Before a caterpillar becomes a butterfly, it goes through a pupa phase, also called a chrysalis. Forming a chrysalis is a strange procedure, as the caterpillar hangs upside down, sheds its skin, and then its insides turn into a somewhat hard shell that eventually becomes the outside of the chrysalis. Then the butterfly forms inside. Many people think that monarch chrysalises look like jewels because they have beautiful gold dots and lines, which have actually been found to provide pigment to the butterflies growing inside.

 

BUTTERFLY
After about 12 days as a chrysalis, the monarch butterfly emerges. It can’t fly right away, since it has to uncurl, stretch out and gain energy. After a few hours, the butterfly begins to wiggle its wings and can fly off. During this stage, butterflies need plenty of flowering plants (native plants are best and they don’t have to be milkweeds) so they can sip nectar.

PROTECTION
Monarch butterflies are well recognized by most people. Their population is in trouble, though, due to lack of habitat both in Mexico and right here in the Midwest. Oyamel fir trees in Mexico, which monarchs hibernate in, are being cut down at an alarming rate.

Milkweed throughout the eastern and central United States is being replaced with roads, buildings, and dying off due to herbicides. If you’d like to help monarchs, the first step is to raise milkweed. There are a few varieties that do well in Central Ohio, such as common milkweed (generally grown wild), swamp milkweed, and butterfly weed (both sold in nurseries). You may come across other varieties such as purple milkweed, tropical milkweed, or even sandvine. Plant it and they will come.
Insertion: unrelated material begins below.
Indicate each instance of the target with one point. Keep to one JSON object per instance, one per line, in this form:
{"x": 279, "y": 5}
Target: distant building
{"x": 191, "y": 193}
And we hope you come to Monarch Weekend at Blendon Woods Metro Park, September 2 and 3 from 1-5pm.

ANDREA KRAVA
Blendon Woods and Rocky Fork Senior Naturalist

 

MORE ABOUT MONARCHS AT THE METRO PARKS

Blacklick Woods has been rearing monarch caterpillars at its nature center and the first butterflies began to emerge from their chrysalises in late August. Through September, the nature center will have caterpillars, chrysalises and, at times, butterflies on display.

At Walnut Woods, staff have been seeing caterpillars and chrysalises on milkweed in the fields.